I've never been one of those people who squeels at the sight of a creepy crawly. I'd prefer for them not to be in my cocktail, or in my bed, but as long as they keep themselves to themselves, I can carry on with my life. If you don't look at me, I won't look at you. It's worked for me all my life- and I even have the magic ability to not implode whenever a wasp dawdles by unlike basically everyone else I know.

But that's changed. You try sharing a tent with the entire fucking cast of A Bug's Life.When I'm trying to relax on a hammock with a good book and Beedrill, of Pokemon fame, tries to pick an unprovoked fight with me, then as far as I'm concerned, our laissez-faire deal is off. Next time a demon hybrid of Eight-Legged Freaks and the devil incarnate creeps up on me, I'm going to scream until someone bigger and braver than me disposes of it.

Speaking French
Despite my 80% attendance at my evening classes last year, it turns out I'm not fluent in French. Waste of money, I know. I do give it a good try, and spend a lot of my time at parties translating the conversations around me for Anna, the other workawayer staying with us who has an even tinier grasp of the language than me.

It's cool though- I have one useful phrase nailed. If in doubt, I go "je peut comprende un peu, mais je ne parle pas". And for those of you who can't be arsed to translate, it means "I can understand a little, but I can't speak it". And for the rest of you who are aware how appallingly bad that attempt is- don't jump to your trolling stations just yet- ITS SUPPOSED TO BE BAD FRENCH. That way, I'm promptly exempt from having to struggle to understand what's going on. Genius, really.

Being cool 
Okay, this one isn't really new. There have been some hints over the past twenty years that have indicated I'm not blisteringly cutting edge. I have a blog, for starters. I get withdrawal symptoms from Coronation Street, and form really strong attachments to authors (if you're reading this, Bill Bryson/Simon Armitage, I love you). I'm not sure the press needs to be informed of this revelation.

But the extent of how uncool I am has certainly come to light. While I'm at a gangette (French riverside parties- very similar to Fishing For Bishops vibes, but with free onion soup at the end), and everyone else is passing around beer and joints, I'm taking a quick nap in the back of the car. I had to hold back the surge of emotion upon finding a birthday message in a handwritten prayer book. I only just managed to contain my excitement on finding a pressed flower in a French art book from the 1930s.
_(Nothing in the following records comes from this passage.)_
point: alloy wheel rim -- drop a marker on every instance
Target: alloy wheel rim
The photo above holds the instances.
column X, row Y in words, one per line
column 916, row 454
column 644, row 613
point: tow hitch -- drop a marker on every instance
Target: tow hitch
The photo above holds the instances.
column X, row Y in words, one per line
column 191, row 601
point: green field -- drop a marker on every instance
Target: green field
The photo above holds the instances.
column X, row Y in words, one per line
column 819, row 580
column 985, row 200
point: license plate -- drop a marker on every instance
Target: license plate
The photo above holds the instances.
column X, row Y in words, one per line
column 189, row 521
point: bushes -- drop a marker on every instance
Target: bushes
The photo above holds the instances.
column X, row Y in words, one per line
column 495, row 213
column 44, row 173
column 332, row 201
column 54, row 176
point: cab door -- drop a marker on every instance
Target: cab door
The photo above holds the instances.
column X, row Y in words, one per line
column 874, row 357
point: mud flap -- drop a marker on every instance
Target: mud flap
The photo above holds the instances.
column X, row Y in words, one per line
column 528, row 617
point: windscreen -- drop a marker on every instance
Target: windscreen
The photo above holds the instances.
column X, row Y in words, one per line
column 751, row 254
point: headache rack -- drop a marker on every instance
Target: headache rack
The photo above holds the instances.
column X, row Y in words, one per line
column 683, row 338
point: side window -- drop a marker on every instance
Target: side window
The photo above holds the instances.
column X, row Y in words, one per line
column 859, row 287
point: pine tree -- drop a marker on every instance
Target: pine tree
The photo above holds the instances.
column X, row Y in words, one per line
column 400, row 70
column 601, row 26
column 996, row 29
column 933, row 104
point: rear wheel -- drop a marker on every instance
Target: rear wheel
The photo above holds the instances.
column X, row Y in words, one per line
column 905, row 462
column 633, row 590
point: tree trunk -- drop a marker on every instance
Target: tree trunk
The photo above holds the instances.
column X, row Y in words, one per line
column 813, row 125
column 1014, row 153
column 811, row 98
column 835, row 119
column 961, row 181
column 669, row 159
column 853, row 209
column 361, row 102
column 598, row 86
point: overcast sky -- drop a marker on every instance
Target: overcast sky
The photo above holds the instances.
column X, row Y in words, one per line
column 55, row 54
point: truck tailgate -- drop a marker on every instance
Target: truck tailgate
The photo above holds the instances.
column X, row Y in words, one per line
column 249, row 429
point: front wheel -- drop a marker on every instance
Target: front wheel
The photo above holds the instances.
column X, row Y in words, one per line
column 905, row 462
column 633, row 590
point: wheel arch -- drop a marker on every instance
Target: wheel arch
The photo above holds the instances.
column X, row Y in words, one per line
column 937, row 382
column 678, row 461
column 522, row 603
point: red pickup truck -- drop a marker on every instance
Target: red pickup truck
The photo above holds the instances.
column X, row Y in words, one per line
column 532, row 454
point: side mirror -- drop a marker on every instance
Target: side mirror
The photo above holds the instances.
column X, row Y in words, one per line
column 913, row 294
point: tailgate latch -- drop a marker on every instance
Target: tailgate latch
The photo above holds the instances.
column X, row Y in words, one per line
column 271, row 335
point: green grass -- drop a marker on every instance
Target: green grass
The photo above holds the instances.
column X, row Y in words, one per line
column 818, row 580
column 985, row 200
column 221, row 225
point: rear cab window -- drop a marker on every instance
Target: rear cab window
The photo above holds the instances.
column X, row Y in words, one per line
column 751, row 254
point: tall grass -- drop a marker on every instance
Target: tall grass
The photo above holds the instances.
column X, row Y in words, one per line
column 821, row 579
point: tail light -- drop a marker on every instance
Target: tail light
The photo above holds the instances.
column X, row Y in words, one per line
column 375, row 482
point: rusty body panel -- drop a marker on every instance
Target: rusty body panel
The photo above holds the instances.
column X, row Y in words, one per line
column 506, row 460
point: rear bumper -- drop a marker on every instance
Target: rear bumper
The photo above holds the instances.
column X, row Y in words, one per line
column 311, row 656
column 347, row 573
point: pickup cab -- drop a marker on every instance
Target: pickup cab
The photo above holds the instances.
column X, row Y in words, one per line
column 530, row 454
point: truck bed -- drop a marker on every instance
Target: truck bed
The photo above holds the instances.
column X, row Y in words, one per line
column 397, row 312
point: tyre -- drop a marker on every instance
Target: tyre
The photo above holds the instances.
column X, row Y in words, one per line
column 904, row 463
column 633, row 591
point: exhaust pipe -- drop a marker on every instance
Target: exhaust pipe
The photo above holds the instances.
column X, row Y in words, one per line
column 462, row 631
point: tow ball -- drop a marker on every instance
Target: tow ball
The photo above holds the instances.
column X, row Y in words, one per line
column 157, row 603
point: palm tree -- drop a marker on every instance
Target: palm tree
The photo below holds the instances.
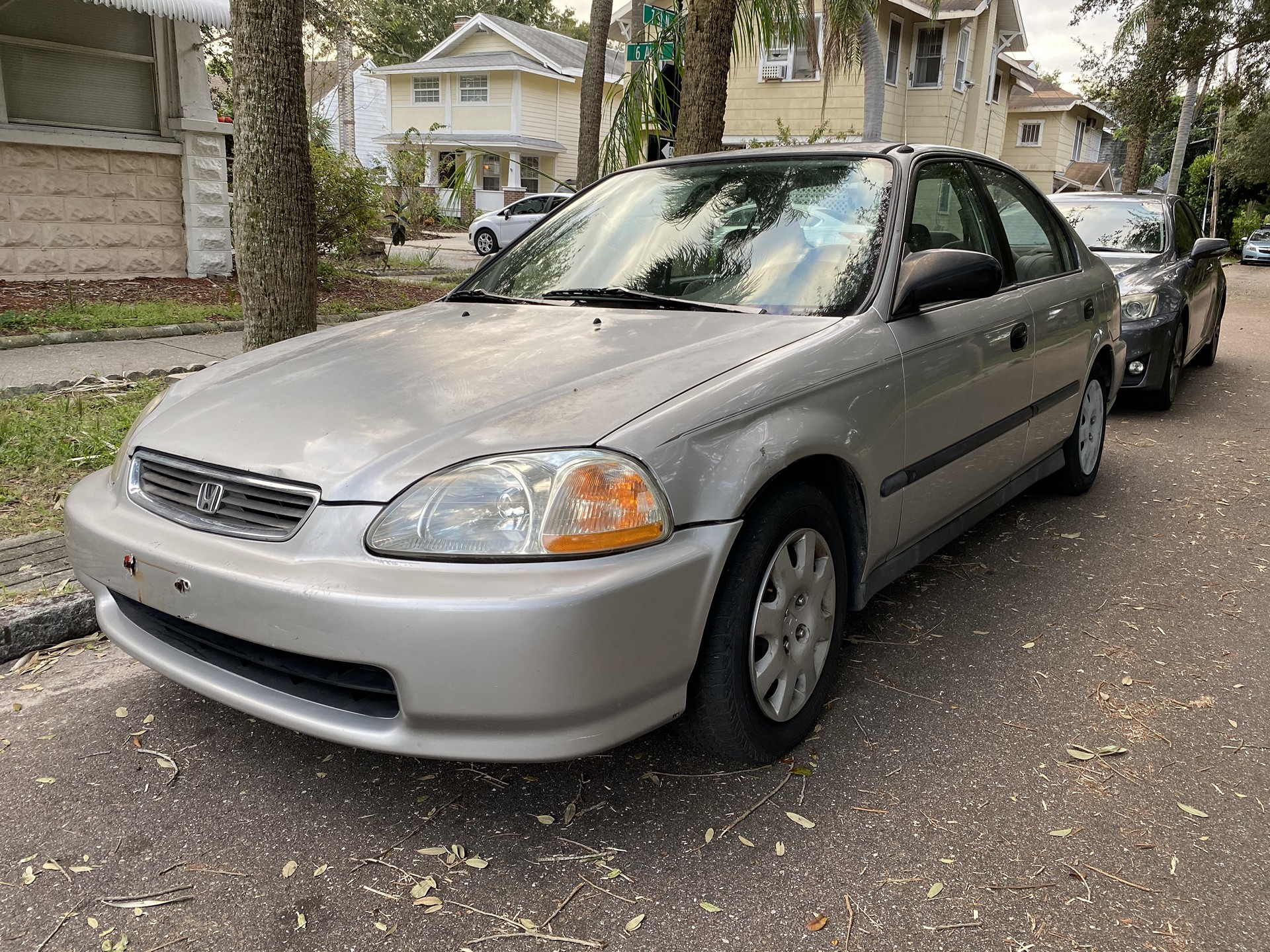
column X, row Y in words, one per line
column 592, row 92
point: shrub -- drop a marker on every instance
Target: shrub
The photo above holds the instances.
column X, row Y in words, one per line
column 347, row 198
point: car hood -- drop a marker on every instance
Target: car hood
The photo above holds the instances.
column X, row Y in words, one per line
column 366, row 409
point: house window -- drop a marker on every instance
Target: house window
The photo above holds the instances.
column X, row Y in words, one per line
column 491, row 173
column 530, row 173
column 1029, row 132
column 963, row 59
column 790, row 63
column 427, row 89
column 474, row 89
column 893, row 41
column 64, row 63
column 929, row 58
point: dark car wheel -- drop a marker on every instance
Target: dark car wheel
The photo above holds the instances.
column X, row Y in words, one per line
column 1164, row 397
column 773, row 641
column 1206, row 356
column 1082, row 452
column 486, row 243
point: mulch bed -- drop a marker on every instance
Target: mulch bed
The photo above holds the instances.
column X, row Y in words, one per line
column 356, row 292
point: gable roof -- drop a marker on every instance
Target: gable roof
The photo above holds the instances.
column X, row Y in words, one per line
column 558, row 52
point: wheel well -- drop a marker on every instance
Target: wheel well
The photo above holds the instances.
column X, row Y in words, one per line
column 836, row 479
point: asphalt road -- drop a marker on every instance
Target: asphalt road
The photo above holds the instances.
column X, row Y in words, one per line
column 943, row 799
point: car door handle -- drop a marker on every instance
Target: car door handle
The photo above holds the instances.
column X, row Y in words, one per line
column 1019, row 337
Long and short of it; if you are asked on a scale of one to ten how uncool Farrah Kelly is, you should politely ask the enquirer for a larger scale.

There have been some other life lessons, for good measure. It's not all been about how sub-par I am. I'm not as bad you'd rightly expect at rockclimbing. I can find a books' ISBN number in less than ten seconds. I can climb to the top of a pile of crates with a torch in my mouth, a book on palmreading in one hand and a long checklist in the the other, and still manage to come back down with the right edition of Keats. You know, real life skills. The important stuff.